Porté par le ministère de l’Agriculture, ce programme couvrira 5 000 hectares répartis sur huit communes et devrait bénéficier à plus de 7 000 agriculteurs. Il s’inscrit dans la volonté de Rabat de réduire la forte dépendance de la production céréalière aux aléas climatiques.
Les céréales occupent une part majeure des superficies agricoles cultivées au Maroc. Les sécheresses répétées ont toutefois provoqué de fortes fluctuations de la production : la campagne 2023-2024 n’a généré qu’environ 3,1 millions de tonnes, contre plus de 10 millions de tonnes lors des années favorables. La campagne 2024-2025 a marqué un rebond, avec une production estimée à 4,4 millions de tonnes, en hausse d’environ 41 % sur un an.
L’irrigation de complément consiste à apporter de faibles quantités d’eau aux cultures pluviales pendant les phases critiques de leur développement, notamment la levée, la floraison et le remplissage des épis. Selon l’ICARDA (Centre international de recherche agricole dans les zones arides), cette technique peut porter les rendements céréaliers jusqu’à 4 tonnes par hectare, contre environ 1 tonne sans irrigation d’appoint dans des contextes de ressources hydriques limitées.
Le projet de Dar Khrofa s’intègre au Programme national d’irrigation de complément, déployé progressivement depuis 2025. À l’horizon 2030, le Maroc ambitionne d’étendre cette technique à près d’un million d’hectares de cultures céréalières et légumineuses.
Cette orientation répond à un enjeu majeur de sécurité alimentaire. Sur les sept premiers mois de 2025, le Maroc a importé environ 5,84 millions de tonnes de céréales, confirmant sa position parmi les principaux importateurs mondiaux de blé. La stabilisation des rendements locaux pourrait ainsi contribuer à limiter l’exposition du pays aux fluctuations des marchés internationaux.

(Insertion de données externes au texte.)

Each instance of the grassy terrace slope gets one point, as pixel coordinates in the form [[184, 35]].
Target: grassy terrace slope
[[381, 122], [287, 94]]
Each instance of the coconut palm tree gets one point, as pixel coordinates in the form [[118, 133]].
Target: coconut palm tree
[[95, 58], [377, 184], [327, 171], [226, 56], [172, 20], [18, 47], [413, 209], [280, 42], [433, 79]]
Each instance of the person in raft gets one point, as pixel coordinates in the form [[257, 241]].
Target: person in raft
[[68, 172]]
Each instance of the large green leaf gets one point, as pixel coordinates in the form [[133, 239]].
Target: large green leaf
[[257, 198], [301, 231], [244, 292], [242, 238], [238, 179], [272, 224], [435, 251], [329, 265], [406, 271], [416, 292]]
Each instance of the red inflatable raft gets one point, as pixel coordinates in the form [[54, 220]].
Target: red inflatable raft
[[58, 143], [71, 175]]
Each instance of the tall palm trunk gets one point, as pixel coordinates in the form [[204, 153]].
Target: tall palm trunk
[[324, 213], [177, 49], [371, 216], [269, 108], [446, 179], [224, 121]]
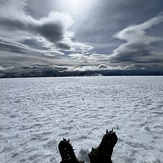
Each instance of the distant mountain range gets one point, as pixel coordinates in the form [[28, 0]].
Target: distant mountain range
[[49, 72]]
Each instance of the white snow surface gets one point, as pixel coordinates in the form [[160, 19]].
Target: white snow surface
[[36, 113]]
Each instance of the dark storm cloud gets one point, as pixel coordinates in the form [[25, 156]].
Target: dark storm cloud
[[138, 47], [99, 32]]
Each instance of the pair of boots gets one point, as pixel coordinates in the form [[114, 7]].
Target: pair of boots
[[101, 154]]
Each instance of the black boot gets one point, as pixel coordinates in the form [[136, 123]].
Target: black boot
[[103, 153], [67, 152]]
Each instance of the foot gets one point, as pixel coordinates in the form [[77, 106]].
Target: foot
[[103, 153], [67, 152]]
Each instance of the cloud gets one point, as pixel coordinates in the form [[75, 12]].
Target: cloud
[[138, 47]]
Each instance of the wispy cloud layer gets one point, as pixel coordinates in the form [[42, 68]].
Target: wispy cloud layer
[[138, 43]]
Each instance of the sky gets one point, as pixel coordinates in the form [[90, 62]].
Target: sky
[[81, 34]]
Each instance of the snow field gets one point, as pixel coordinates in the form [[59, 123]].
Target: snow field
[[36, 113]]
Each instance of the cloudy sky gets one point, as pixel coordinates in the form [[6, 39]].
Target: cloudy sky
[[81, 33]]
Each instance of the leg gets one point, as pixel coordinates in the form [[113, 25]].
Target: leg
[[103, 153], [67, 152]]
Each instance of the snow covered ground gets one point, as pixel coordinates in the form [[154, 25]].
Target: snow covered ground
[[36, 113]]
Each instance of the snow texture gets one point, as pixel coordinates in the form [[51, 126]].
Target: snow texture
[[36, 113]]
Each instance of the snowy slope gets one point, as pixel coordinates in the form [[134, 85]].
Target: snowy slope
[[36, 113]]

Au-delà de la production agricole, le programme mobilise des investissements dans les infrastructures de stockage et de distribution de l’eau, ainsi que dans les équipements d’irrigation destinés aux exploitants.
Pour les investisseurs et les partenaires du développement, cette initiative illustre l’émergence d’un modèle agricole combinant adaptation climatique, modernisation des infrastructures et souveraineté alimentaire. Le principal défi restera toutefois la gestion durable de la ressource hydrique dans un contexte de stress structurel, où l’extension des superficies irriguées devra s’accompagner d’une utilisation plus efficiente de l’eau.